To Charles Baxter
Telling how the projected tale, The Pearl Fisher, had been cut down and in its new form was to be called The Schooner Farallone (afterwards changed to The Ebb Tide).
[Vailima, February 1893.]
MY DEAR CHARLES,—I have had the influenza, as I believe you know: this has been followed by two goes of my old friend Bloodie Jacke, and I have had fefe—the island complaint—for the second time in two months. All this, and the fact that both my womenkind require to see a doctor: and some wish to see Lord Jersey before he goes home: all send me off on a month’s holiday to Sydney. I may get my mail: or I may not: depends on freight, weather, and the captain’s good-nature—he is one of those who most religiously fear Apia harbour: it is quite a superstition with American captains. (Odd note: American sailors, who make British hair grey by the way they carry canvas, appear to be actually more nervous when it comes to coast and harbour work.) This is the only holiday I have had for more than 2 years; I dare say it will be as long again before I take another. And I am going to spend a lot of money. Ahem!

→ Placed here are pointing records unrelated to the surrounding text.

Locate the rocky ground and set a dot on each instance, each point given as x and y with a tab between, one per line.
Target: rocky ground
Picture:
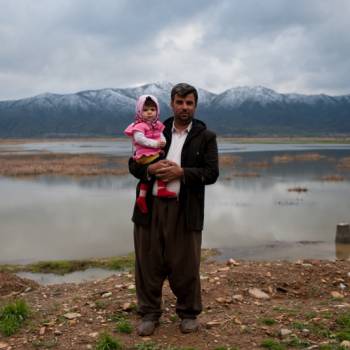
247	305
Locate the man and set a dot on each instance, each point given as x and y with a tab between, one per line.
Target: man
168	238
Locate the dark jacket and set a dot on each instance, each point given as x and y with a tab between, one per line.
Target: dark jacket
199	159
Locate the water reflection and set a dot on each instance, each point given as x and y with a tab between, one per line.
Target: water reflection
69	218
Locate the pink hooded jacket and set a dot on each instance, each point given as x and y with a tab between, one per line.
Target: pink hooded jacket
151	129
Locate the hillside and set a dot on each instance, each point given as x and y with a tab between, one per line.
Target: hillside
240	111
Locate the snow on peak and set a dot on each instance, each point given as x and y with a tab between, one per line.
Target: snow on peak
238	95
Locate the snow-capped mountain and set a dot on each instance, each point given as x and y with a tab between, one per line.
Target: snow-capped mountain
236	111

On the other hand, you can prepare to dispose of the serial rights of the Schooner Farallone: a most grim and gloomy tale. It will run to something between Jekyll and Hyde and Treasure Island. I will not commit myself beyond this, but I anticipate from 65 to 70,000 words, could almost pledge myself not shorter than 65,000, but won’t. The tale can be sent as soon as you have made arrangements; I hope to finish it in a month; six weeks, bar the worst accidents, for certain. I should say this is the butt end of what was once The Pearl Fisher. There is a peculiarity about this tale in its new form: it ends with a conversion! We have been tempted rather to call it The Schooner Farallone: a tract by R. L. S. and L.O. It would make a boss tract; the three main characters—and there are only four—are barats, insurance frauds, thieves and would-be murderers; so the company’s good. Devil a woman there, by good luck; so it’s “pure.” ’Tis a most—what’s the expression?—unconventional work.
R. L. S.
To Sidney Colvin
At Sea, s.s. Mariposa, Feb. 19th, ’93.
MY DEAR COLVIN,—You will see from this heading that I am not dead yet nor likely to be. I was pretty considerably out of sorts, and that is indeed one reason why Fanny, Belle, and I have started out for a month’s lark. To be quite exact, I think it will be about five weeks before we get home. We shall stay between two and three in Sydney. Already, though we only sailed yesterday, I am feeling as fit as a fiddle. Fanny ate a whole fowl for breakfast, to say nothing of a tower of hot cakes. Belle and I floored another hen betwixt the pair of us, and I shall be no sooner done with the present amanuensing racket than I shall put myself outside a pint of Guinness. If you think this looks like dying of consumption in Apia I can only say I differ from you. In the matter of David, I have never yet received my proofs at all, but shall certainly wait for your suggestions. Certainly, Chaps. 17 to 20 are the hitch, and I confess I hurried over them with both wings spread. This is doubtless what you complain of. Indeed, I placed my single reliance on Miss Grant. If she couldn’t ferry me over, I felt I had to stay there.
About Island Nights’ Entertainments all you say is highly satisfactory. Go in and win.